BEIJING -- North Korea and South Korea agreed Thursday to resume their talks on Saturday while diplomats from North Korea and the United States discussed their often antagonistic relationship for a second and final day.
After talking for more than eight hours Wednesday, U.S. envoy Charles Kartman and North Korean Vice Foreign Minister Kim Gye Gwan met again Thursday at a Beijing hotel.
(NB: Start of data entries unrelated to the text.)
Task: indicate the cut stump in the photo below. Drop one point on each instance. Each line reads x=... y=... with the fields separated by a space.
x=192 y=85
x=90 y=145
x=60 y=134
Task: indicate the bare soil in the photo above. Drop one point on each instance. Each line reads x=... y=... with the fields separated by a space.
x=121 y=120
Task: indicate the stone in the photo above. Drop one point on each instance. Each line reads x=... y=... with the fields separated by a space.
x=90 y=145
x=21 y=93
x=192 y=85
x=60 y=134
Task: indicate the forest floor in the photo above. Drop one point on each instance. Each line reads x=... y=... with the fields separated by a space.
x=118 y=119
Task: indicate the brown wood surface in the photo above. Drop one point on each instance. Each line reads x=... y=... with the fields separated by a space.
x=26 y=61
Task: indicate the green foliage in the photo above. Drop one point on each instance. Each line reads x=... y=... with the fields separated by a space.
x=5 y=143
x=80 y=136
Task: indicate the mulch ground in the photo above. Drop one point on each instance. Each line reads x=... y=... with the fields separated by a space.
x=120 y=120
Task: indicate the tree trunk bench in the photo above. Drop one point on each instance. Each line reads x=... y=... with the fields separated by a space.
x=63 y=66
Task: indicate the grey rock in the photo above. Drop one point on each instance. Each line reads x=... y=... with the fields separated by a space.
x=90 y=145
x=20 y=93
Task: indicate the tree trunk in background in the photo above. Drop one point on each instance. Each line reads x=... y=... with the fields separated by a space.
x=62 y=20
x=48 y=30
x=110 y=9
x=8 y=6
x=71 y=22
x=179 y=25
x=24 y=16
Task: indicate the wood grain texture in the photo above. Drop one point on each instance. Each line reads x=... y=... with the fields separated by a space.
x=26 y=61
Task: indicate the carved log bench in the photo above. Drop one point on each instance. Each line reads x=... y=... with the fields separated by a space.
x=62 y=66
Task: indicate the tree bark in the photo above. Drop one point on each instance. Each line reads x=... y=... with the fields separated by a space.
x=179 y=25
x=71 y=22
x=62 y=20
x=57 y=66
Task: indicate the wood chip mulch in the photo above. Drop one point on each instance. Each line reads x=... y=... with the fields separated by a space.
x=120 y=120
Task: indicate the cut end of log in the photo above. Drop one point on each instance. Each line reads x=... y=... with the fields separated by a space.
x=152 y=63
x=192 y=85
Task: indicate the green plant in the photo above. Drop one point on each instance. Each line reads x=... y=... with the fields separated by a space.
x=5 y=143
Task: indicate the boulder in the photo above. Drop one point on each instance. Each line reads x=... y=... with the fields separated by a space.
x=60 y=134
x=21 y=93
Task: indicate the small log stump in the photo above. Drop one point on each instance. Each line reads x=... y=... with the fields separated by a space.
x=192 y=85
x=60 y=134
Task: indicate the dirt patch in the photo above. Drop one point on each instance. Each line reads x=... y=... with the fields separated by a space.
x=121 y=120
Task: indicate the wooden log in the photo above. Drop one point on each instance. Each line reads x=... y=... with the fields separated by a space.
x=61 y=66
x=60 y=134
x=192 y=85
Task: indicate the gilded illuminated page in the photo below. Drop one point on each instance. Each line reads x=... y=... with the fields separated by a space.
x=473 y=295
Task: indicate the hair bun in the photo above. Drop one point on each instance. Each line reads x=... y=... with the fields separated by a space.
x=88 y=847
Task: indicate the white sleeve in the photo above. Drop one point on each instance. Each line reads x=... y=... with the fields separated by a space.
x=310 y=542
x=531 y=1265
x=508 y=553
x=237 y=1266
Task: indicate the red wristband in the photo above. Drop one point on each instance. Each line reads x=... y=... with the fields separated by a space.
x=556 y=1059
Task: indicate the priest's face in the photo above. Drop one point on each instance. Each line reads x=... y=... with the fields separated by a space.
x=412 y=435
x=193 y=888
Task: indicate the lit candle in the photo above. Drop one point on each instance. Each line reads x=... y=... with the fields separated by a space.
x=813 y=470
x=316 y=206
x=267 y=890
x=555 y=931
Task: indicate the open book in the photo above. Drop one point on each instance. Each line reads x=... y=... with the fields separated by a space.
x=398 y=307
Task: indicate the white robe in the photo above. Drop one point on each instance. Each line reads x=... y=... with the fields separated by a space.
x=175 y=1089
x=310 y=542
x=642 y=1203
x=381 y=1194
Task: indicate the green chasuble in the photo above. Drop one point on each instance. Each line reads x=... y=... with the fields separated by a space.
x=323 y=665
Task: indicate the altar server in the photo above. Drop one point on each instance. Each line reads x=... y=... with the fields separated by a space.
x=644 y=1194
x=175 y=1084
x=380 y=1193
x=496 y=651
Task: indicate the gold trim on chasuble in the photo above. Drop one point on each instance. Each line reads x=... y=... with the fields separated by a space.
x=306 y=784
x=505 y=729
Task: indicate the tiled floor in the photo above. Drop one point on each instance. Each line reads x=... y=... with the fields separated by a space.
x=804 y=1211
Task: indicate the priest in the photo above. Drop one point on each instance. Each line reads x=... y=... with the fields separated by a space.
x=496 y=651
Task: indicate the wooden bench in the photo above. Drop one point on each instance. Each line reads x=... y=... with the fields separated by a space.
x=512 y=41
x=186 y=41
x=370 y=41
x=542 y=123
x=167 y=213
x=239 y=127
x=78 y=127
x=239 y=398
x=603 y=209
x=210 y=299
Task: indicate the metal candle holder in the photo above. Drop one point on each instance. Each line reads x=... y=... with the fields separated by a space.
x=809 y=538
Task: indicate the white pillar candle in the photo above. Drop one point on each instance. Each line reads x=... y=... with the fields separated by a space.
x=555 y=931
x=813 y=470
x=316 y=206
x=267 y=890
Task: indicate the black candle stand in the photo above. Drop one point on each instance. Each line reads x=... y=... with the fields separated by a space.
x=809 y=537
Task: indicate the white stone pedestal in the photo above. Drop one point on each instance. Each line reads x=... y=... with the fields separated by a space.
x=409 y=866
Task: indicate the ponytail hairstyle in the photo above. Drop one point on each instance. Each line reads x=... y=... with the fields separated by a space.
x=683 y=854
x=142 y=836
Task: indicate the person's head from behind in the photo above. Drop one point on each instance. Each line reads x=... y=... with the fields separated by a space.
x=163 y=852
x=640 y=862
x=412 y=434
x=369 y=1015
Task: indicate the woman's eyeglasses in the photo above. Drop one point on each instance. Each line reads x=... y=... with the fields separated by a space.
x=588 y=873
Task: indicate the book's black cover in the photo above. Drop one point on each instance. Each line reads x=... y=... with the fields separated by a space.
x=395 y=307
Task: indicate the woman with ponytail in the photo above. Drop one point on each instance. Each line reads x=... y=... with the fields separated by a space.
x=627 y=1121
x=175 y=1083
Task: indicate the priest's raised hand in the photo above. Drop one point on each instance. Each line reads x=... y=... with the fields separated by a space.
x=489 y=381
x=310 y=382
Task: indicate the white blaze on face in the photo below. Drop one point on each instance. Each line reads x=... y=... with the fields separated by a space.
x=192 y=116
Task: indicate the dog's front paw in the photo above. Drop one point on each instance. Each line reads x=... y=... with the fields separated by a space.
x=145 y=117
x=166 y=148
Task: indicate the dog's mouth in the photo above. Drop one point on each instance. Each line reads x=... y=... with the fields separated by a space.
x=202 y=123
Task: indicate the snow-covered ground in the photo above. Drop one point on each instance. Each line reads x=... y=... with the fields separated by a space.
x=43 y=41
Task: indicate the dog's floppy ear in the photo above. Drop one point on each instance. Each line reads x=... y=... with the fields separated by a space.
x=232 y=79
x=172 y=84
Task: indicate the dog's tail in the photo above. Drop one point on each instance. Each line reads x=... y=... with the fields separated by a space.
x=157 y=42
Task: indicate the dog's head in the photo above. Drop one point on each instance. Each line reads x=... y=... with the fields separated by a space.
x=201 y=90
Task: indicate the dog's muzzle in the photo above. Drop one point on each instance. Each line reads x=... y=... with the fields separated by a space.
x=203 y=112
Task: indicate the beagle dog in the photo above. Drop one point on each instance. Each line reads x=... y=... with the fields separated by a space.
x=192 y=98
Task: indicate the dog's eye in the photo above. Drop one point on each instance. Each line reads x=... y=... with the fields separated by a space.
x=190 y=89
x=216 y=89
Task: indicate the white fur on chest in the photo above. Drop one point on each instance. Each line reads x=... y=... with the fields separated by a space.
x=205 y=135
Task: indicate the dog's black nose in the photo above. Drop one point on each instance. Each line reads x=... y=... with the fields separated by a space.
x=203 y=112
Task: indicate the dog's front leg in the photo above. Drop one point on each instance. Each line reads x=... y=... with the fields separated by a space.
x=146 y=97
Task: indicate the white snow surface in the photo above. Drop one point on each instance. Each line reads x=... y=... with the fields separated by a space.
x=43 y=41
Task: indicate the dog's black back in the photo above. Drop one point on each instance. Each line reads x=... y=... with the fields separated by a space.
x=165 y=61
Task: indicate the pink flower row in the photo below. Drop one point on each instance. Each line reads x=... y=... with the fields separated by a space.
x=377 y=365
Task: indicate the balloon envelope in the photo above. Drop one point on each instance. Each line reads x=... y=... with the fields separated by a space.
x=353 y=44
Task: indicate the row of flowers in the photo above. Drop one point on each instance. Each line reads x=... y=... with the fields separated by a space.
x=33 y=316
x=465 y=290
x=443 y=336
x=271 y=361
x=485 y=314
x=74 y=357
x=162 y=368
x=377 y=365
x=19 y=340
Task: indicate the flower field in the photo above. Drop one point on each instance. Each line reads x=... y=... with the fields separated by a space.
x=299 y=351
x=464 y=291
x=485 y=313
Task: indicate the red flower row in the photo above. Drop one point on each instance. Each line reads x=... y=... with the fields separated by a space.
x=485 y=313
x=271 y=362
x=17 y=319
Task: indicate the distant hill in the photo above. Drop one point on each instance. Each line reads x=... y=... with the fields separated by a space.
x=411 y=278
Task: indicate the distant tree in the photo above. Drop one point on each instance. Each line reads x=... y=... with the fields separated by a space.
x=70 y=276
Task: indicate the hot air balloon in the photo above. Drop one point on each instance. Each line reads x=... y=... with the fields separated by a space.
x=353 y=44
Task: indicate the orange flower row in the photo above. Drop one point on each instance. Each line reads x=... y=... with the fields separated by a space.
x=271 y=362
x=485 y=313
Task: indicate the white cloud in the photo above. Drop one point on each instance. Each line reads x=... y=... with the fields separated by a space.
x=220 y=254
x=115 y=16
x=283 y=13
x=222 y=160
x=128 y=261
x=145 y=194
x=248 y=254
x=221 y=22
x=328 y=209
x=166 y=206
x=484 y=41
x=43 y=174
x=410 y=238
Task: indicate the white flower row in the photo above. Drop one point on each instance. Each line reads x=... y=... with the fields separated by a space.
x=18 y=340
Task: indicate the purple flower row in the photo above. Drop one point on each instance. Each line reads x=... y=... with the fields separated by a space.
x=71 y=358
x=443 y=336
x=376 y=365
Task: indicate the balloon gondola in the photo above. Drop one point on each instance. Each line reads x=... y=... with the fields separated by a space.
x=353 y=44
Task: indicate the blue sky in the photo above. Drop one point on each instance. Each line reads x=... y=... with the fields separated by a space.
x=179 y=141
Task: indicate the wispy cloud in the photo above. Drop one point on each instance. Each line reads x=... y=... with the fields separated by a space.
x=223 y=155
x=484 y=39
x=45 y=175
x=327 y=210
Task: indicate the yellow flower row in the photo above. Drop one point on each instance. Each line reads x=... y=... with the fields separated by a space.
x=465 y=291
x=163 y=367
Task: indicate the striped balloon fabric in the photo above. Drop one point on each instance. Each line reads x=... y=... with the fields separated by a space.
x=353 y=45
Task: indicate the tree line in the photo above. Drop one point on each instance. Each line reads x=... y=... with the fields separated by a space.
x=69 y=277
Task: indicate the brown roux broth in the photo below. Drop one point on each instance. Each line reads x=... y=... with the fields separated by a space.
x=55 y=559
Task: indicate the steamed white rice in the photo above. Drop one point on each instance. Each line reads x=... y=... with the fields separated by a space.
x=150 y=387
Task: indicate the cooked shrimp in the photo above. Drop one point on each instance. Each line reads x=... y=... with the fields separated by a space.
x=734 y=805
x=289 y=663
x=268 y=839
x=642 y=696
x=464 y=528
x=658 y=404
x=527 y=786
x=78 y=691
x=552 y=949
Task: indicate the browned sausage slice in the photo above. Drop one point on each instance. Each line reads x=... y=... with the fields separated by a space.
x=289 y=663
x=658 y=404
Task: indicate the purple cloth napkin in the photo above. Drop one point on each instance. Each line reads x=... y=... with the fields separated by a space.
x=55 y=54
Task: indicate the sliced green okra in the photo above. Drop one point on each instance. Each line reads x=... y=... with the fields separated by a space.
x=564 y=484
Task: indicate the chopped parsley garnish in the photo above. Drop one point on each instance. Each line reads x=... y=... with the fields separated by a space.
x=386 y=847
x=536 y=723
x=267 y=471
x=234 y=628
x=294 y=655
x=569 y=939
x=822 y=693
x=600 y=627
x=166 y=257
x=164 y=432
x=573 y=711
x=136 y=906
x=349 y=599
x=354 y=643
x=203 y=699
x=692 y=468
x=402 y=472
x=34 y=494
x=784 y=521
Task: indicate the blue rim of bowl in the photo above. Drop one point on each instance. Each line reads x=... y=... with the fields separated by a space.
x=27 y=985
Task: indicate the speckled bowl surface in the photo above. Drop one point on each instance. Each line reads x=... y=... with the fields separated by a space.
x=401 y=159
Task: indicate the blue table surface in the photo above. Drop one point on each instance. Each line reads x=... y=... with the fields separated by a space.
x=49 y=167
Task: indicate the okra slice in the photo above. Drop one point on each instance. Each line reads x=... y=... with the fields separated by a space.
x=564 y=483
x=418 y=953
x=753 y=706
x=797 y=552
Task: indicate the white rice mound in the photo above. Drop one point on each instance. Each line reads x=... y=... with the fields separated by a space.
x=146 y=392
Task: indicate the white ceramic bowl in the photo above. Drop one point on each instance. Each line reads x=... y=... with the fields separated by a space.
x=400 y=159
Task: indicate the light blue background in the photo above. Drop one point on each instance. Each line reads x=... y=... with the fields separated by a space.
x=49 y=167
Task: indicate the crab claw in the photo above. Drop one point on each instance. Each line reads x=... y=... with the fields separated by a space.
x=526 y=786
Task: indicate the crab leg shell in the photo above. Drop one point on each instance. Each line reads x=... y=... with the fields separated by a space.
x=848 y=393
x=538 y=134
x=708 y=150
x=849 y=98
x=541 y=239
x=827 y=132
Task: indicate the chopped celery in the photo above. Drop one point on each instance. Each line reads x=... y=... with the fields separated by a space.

Neither side would comment on the talks.On Wednesday, the two discussed findings by U.S. experts during an inspection last month of a North Korean underground tunnel complex suspected of being a nuclear weapons facility.
The State Department said the inspection did not dispel suspicions about the site, even though the experts found empty tunnels.
Kartman also wanted to go over a range of issues with Kim, including peace talks with China and South Korea and offers to improve U.S.-North Korean relations made by U.S. envoy William Perry on a rare visit last month to Pyongyang, a Western diplomat said on condition of anonymity.
Meanwhile, South Korean President Kim Dae Jung defended his policy of engaging North Korea, saying that engagement with communism has been more successful historically than confrontation.
"It is the nature of a Communist regime -- if you try to pressure it or push it into a corner, the stronger it will become," Kim said in an interview published in The Washington Post.